The planned distribution of farmers' market vouchers for senior citizens at the Capitol Market on Monday was postponed.
Traffic lights were out throughout Kanawha City, and county officials reminded drivers to treat any intersection where lights are out as a four-way stop.
The Kanawha City Community Center and pool remain closed following the Sunday storm, Charleston Parks & Recreation Director John Charnock said.
Coupled with the season-long closure of the pool at the North Charleston Community Center and continued storm-related closure of the Cato Park pool, the only city pool open Monday was at the Martin Luther King Jr. Community Center, he said.
"Yesterday during the storm we lost one leg of power, and later on it all went off, so we're without power at Kanawha City," Charnock said Monday. "The Kanawha City center is closed and the pool is closed because we can't run the pumps. Hopefully power will be restored soon.

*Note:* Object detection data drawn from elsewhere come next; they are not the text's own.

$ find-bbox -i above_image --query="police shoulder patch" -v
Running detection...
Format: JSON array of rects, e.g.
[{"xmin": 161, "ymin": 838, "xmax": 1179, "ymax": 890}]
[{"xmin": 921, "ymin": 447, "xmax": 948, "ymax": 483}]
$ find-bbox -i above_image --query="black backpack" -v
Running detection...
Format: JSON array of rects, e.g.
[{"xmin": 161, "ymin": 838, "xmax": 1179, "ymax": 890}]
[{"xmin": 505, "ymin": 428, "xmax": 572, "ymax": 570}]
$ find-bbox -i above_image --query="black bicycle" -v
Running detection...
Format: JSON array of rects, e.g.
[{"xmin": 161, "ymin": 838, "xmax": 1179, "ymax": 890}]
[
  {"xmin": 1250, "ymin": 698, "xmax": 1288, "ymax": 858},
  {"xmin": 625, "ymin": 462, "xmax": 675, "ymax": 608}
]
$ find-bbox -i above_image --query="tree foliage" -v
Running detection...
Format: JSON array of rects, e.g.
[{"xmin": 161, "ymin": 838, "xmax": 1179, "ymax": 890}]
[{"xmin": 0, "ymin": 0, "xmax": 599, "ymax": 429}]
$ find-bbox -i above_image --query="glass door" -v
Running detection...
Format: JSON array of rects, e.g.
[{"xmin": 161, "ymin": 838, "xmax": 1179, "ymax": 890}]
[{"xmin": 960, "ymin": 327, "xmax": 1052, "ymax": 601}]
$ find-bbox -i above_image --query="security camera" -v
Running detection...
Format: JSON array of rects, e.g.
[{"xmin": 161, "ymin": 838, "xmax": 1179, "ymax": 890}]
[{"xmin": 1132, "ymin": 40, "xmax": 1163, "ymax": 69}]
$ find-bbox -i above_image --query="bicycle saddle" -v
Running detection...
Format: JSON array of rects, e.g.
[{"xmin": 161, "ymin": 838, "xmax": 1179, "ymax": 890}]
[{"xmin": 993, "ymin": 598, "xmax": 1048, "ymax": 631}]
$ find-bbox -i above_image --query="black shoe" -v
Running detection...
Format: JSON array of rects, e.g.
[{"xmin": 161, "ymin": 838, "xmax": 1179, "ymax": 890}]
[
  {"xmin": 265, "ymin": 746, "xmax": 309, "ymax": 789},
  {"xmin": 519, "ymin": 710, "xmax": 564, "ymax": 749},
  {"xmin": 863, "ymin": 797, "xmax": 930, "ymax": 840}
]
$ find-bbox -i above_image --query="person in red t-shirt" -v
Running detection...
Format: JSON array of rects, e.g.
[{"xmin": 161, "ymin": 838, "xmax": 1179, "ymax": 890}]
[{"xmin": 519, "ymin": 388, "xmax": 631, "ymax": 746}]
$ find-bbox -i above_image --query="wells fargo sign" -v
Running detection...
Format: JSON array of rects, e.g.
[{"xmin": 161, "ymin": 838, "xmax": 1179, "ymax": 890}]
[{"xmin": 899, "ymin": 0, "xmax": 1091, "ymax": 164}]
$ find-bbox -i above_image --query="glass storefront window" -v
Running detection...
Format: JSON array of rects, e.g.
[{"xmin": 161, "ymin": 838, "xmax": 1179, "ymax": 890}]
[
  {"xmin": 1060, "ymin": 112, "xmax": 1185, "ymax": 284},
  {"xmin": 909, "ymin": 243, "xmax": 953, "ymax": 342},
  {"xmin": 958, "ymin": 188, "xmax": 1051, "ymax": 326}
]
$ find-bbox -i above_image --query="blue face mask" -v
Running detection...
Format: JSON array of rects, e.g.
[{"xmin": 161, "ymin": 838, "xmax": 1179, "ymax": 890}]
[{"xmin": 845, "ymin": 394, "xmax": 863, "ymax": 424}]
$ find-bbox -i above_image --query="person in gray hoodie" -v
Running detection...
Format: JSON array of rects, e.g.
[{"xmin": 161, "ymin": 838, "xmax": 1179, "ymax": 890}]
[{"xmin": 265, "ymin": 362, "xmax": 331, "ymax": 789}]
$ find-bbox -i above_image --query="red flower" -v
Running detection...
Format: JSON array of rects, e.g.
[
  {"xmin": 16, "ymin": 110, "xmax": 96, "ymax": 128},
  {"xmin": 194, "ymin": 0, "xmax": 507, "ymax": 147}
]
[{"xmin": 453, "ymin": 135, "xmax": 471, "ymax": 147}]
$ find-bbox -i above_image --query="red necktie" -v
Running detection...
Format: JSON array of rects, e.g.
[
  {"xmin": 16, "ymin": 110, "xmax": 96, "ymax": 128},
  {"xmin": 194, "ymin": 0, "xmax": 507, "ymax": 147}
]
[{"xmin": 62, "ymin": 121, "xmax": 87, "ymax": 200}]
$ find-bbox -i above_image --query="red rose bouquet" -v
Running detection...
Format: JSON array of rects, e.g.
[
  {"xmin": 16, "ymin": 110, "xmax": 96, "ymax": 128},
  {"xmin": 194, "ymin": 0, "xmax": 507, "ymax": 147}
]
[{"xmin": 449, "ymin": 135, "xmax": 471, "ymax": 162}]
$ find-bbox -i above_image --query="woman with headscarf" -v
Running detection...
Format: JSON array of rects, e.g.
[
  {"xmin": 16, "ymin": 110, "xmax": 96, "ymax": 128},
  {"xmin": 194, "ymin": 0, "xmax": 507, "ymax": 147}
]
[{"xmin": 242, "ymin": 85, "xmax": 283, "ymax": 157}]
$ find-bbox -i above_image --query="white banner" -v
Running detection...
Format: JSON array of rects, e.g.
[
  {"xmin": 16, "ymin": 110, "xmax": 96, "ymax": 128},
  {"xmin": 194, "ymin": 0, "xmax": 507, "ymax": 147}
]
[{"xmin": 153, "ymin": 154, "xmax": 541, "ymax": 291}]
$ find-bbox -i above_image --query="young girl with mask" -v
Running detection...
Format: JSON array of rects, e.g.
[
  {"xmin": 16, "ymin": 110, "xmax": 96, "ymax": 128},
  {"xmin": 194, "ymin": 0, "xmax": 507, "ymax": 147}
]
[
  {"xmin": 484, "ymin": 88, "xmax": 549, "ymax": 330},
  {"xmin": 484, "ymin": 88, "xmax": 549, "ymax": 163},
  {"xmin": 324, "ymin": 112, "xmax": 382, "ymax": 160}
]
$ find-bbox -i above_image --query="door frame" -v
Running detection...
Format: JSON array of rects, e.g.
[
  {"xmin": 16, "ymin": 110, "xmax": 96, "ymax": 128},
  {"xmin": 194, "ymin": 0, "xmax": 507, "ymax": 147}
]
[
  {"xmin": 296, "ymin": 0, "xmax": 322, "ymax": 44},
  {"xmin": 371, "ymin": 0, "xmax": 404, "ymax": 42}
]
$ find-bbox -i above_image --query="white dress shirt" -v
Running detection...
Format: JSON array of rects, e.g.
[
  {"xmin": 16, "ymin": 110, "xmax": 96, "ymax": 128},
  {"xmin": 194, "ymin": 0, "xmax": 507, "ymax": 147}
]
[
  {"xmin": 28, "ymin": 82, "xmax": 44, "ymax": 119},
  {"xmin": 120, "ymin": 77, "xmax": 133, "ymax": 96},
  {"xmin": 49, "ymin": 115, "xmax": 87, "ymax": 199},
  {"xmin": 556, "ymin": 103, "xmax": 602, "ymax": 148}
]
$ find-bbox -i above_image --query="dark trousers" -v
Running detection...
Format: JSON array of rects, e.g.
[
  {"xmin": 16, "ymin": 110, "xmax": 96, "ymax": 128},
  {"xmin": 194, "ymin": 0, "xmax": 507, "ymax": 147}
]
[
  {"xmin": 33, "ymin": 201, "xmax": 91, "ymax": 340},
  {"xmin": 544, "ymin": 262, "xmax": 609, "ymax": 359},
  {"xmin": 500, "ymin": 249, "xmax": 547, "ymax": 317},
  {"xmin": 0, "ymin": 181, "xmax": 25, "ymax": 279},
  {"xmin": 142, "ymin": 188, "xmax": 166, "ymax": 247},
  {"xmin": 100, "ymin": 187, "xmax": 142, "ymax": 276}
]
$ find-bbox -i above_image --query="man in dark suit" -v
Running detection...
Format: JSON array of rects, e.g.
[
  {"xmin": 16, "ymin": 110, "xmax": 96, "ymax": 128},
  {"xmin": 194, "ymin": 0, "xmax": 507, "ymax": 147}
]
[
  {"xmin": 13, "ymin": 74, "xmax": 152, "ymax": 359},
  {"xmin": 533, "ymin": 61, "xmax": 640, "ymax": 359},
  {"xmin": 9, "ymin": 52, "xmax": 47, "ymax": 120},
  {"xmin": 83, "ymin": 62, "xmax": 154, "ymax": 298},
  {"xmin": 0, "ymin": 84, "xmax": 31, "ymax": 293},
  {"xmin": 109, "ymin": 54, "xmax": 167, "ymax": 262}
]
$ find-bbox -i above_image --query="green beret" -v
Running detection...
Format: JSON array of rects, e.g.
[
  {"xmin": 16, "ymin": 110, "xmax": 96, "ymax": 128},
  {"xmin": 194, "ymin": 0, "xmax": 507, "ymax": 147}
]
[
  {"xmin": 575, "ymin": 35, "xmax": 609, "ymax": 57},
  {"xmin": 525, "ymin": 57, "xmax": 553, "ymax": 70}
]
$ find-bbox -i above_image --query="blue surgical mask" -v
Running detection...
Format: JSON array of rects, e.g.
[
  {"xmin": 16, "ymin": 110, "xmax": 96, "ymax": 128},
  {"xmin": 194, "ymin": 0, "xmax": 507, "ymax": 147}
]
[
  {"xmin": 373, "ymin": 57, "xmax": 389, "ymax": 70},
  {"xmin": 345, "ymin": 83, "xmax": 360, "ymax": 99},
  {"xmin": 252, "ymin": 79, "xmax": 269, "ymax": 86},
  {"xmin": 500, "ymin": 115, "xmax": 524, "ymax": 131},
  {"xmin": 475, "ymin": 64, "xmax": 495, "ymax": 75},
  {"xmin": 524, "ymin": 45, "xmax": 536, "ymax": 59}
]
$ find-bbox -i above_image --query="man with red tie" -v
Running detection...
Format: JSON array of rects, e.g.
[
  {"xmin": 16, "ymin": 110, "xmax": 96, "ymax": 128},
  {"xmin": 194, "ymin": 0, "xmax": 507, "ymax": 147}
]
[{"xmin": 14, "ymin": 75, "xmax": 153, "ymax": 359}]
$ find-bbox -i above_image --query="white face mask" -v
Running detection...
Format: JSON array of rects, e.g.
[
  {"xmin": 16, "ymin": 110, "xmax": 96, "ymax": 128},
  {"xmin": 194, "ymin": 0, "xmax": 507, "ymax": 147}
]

"What we had to do last night was move our relief center from Kanawha City to the King Center. We had 16 to 18 overnight guests." They will be staying at the King Center until further notice.
The Cato Park pool, meanwhile, remains closed. "We lost power [during the] June 29 storm and it hasn't been restored yet," Charnock said. "Once it gets restored we'll need a one- to two-day leeway to get the water corrected. It's almost the same cycle as starting up. If the power came on today we could not open the pool Tuesday."
Charnock said he's reported the problem to Appalachian Power. "That's about the best you can do. Cato Park is one customer. They're looking for the biggest bang for the buck. I understand. You'd rather get people back in their homes than get a pool back."
Building Commissioner Tony Harmon warned Charleston residents to be wary of non-registered and out-of-state contractors who are already in town, trying to capitalize on the recent storms. Legitimate contractors should be registered with both the city and the state, Harmon said. For information or to check licenses, call the city Building Department at 304-348-6833.